高周波ノイズの吸収や、変圧器・インダクタの磁気回路に広く活用され、電子機器の安定動作を支える部品の一つです。

特徴的なのは、ノイズだけを選択的に減衰させ、必要な信号や電力はそのまま通すフィルタ機能を持っている点です。

これにより、システム全体のEMC(電磁両立性)向上に寄与します。

フェライトの性質

材質:鉄(Fe)に酸素(O)や金属元素(Mn、Zn、Ni など)を組み合わせて焼結したセラミックス

特性
 ・高い透磁率を持ち、磁束を通しやすい
 ・渦電流損失が小さく、高周波帯での特性に優れる
 ・絶縁性が高いため、導電性の金属コアに比べて高周波回路に適する

主な用途

ノイズフィルタ(EMI対策)
 ケーブルに装着する円筒形フェライトコアは、不要な高周波ノイズを吸収して抑制します。
 PCのUSBケーブルやACアダプタ、車載ECUの配線にも用いられています。

変圧器・インダクタの磁心
 スイッチング電源や高周波コイルのコア材として採用。
 金属コアよりも高周波領域での損失が少なく、効率的です。

アンテナや通信機器
 AMラジオで使用されるフェライトロッドアンテナに使われています。

フェライトコアの種類

Mn-Zn系(マンガン亜鉛フェライト)
 高透磁率で中低周波帯向け。トランスやインダクタで多用されます。

Ni-Zn系(ニッケル亜鉛フェライト)
 高抵抗で高周波特性に優れ、ノイズフィルタ用途に最適です。

ケーブル用フェライトコア(クランプフィルタ)の仕組み

ケーブルとノイズの関係

 ケーブルは単なる電線ですが、その電線に電流が流れるとアンテナのように高周波ノイズを拾ったり放射したりします。
 特にパソコン用のACアダプタ等は高周波スイッチングノイズを発生させやすく、そのノイズがケーブルを通って機器に侵入する事や、外へ放射される事で問題が発生します。

フェライトコアの働き

 フェライトコアは「高周波だけを邪魔する抵抗(インピーダンス)」として作用します。

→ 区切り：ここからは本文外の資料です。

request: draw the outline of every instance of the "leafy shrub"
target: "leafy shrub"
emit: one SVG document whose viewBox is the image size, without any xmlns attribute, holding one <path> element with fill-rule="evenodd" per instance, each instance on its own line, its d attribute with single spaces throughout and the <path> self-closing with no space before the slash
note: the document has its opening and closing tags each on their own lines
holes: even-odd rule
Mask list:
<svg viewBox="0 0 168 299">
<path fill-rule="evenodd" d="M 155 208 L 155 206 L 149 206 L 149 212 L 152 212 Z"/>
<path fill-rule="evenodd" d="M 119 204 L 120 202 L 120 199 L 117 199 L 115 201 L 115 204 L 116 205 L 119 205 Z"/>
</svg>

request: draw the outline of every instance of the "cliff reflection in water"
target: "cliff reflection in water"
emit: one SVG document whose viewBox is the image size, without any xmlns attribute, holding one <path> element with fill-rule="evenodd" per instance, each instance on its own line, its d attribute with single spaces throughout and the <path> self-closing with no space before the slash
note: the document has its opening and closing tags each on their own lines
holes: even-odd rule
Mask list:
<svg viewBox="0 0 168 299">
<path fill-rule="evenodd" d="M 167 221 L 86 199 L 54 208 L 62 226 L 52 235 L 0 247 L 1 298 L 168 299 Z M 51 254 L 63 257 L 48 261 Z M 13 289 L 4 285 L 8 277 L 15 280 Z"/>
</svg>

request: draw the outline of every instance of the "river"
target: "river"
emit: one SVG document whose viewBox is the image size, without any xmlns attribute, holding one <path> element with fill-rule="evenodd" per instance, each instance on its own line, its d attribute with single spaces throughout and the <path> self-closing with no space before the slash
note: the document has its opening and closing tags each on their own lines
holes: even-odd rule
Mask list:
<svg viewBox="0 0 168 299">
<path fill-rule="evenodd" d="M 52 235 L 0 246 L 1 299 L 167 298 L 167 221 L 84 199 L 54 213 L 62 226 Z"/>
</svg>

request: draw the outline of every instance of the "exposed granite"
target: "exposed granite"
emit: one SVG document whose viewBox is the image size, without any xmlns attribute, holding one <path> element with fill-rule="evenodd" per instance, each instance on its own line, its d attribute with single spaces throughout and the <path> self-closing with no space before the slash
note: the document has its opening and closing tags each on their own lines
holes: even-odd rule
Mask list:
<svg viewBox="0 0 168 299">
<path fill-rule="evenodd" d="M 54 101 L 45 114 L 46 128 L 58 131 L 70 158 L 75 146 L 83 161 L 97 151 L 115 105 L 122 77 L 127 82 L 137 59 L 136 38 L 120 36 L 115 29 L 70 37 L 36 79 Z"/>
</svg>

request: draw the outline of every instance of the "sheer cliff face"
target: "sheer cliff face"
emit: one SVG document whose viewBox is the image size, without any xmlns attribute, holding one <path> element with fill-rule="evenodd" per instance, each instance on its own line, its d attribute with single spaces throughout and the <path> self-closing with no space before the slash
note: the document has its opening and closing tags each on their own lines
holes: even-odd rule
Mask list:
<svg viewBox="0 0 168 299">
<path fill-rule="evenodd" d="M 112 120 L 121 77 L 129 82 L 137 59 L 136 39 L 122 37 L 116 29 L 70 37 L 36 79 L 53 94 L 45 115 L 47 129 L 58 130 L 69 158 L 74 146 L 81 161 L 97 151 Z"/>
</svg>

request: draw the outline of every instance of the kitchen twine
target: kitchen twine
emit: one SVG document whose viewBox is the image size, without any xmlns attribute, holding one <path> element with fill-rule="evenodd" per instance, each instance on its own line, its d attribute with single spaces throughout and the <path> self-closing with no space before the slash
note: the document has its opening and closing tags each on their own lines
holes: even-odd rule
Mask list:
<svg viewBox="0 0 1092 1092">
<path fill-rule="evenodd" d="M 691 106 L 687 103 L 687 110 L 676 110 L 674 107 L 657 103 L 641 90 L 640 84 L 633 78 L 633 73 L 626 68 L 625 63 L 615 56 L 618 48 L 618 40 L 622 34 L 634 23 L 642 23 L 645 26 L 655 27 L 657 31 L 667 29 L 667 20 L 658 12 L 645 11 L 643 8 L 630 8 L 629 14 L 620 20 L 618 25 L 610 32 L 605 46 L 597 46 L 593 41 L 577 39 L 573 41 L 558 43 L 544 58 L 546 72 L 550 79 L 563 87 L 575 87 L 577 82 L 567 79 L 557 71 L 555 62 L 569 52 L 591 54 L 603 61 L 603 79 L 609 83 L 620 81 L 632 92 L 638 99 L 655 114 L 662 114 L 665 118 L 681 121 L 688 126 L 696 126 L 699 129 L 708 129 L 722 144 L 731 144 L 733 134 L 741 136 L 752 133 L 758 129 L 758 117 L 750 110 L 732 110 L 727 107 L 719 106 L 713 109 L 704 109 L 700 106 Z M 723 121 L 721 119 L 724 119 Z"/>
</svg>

 ・信号や電力(低周波・直流電流):フェライトにほとんど影響されないので、そのままケーブルを通過します。
 ・高周波ノイズ成分       :フェライト材の中で「磁化・消磁」が繰り返される → エネルギー損失が発生

 この損失はノイズのエネルギーを熱に変換して吸収し、その結果ケーブルを流れるノイズ電流が減ります。

フェライトコアの留意点

周波数依存性:100MHz~GHz帯のノイズに特に効果を発揮します。(逆に、100MHz以下のノイズに対しては効果が低減します。)

巻き付け回数:ケーブルを複数回通すとインピーダンスが増し、ノイズ抑制効果が大きくなる

目次

まとめ

フェライトコアは、「不要なノイズだけを取り除き、信号や電力はそのまま流す」賢いフィルタ部品です。

身近なUSBケーブルから、自動車の電子制御ユニット、通信機器まで幅広く利用され、電子機器の信頼性を支えています。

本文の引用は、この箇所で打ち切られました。